我当前的Hadoop设置有4个队列a,b,c和默认队列。所有任务当前都由一个将作业提交到单个队列的工作人员执行。

My current Hadoop setup has 4 queues a,b,c, and default. All tasks are currently being executed by a single worker which submits the job to a single queue.

我想再添加3个将作业提交到其他队列的工作人员,一个工作人员每个队列。

I want to add 3 more workers which submit jobs to other queues, one worker per queue.

问题是队列当前是硬编码的,我希望为每个工作人员设置此变量。

The problem is the queue is currently hard-coded and I wish to make this variable per worker.

我进行了很多搜索,但无法找到一种方法来传递每个芹菜工作者不同的队列值并在任务中访问它。

I searched a lot but I am unable to find a way to pass each celery worker a different queue value and access it in my task.

我像这样启动我的芹菜工作者

I start my celery worker like so.

celery -A app.celery worker

我希望在命令行中传递一些其他参数,并在我的任务中访问它,但是celery抱怨它不理解我的自定义参数。

I wish to pass some additional arguments in the command-line itself and access it in my task but celery complains that it doesn't understand my custom argument.

我计划通过设置-concurrency = 3 参数在同一主机上运行所有工作程序。有什么解决办法吗?

I plan to run all the workers on the same host by setting the --concurrency=3 parameter. Is there any solution to this problem?

谢谢!

编辑

当前场景是这样的。每当我尝试通过说 tasks.print_something.delay()来执行任务print_something时,它只会打印队列C。

The current scenario is like this. Every I try to execute the task print_something by saying tasks.print_something.delay() it only prints queue C.

@celery.task()
def print_something():
    print "C"

我需要让工人根据我在开始工作时传递给他们的价值来印刷可变字母。

I need to have the workers print a variable letter based on what value I pass to them while starting them.

@celery.task()
def print_something():
    print "<Variable Value Per Worker Here>"


推荐答案

希望这对某人有帮助。

需要解决多个问题。

第一步是在芹菜中添加对自定义参数的支持。如果不这样做,芹菜会抱怨它不理解该参数。

The first step involved adding support in celery for the custom parameter.

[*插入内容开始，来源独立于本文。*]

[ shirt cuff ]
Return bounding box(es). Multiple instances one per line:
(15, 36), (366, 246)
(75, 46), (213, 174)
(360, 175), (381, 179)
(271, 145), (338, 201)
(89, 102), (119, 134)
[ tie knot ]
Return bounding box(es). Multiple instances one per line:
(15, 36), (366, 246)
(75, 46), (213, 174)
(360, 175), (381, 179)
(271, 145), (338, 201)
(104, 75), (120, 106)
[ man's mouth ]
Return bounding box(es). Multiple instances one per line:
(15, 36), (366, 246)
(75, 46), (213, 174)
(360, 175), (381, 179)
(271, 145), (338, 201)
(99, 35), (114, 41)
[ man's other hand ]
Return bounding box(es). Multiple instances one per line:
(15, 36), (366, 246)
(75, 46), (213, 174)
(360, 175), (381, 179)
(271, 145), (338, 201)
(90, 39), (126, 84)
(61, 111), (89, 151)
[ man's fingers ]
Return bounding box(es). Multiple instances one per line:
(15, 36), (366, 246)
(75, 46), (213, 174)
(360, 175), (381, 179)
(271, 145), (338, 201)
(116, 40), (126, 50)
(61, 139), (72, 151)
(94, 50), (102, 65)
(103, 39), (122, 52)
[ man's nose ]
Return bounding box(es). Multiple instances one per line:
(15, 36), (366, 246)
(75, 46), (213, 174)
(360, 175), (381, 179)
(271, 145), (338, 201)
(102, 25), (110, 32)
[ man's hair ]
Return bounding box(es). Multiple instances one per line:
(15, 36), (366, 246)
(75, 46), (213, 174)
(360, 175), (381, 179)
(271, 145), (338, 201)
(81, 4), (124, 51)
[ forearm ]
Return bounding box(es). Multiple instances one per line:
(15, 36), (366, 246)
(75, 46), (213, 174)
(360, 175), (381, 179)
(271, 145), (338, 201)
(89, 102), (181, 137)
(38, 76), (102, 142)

If this is not done, celery will complain that it doesn't understand the parameter.

由于我用Flask运行芹菜,所以我像这样初始化芹菜。

Since I am running celery with Flask, I initialize celery like so.

def configure_celery():
    app.config.update(
        CELERY_BROKER_URL='amqp://:@localhost:5672',
        RESULT_BACKEND='db+mysql://root:@localhost:3306/<database_name>'            
    )
    celery = Celery(app.import_name, backend=app.config['RESULT_BACKEND'],
                    broker=app.config['CELERY_BROKER_URL'])
    celery.conf.update(app.config)
    TaskBase = celery.Task

    class ContextTask(TaskBase):
        abstract = True

        def __call__(self, *args, **kwargs):
            with app.app_context():
                return TaskBase.__call__(self, *args, **kwargs)

    celery.Task = ContextTask
    return celery

我将此函数称为Initializ芹菜并将其存储在名为芹菜的变量中。

I call this function to initialize celery and store it in a variable called celery.

celery = configure_celery()

要添加自定义参数,您需要执行以下操作。

To add the custom parameter you need to do the following.

def add_hadoop_queue_argument_to_worker(parser):
    parser.add_argument(
        '--hadoop-queue', help='Hadoop queue to be used by the worker'
    )

下面使用的芹菜是我们从上述步骤中获得的芹菜。

The celery used below is the one we obtained from above steps.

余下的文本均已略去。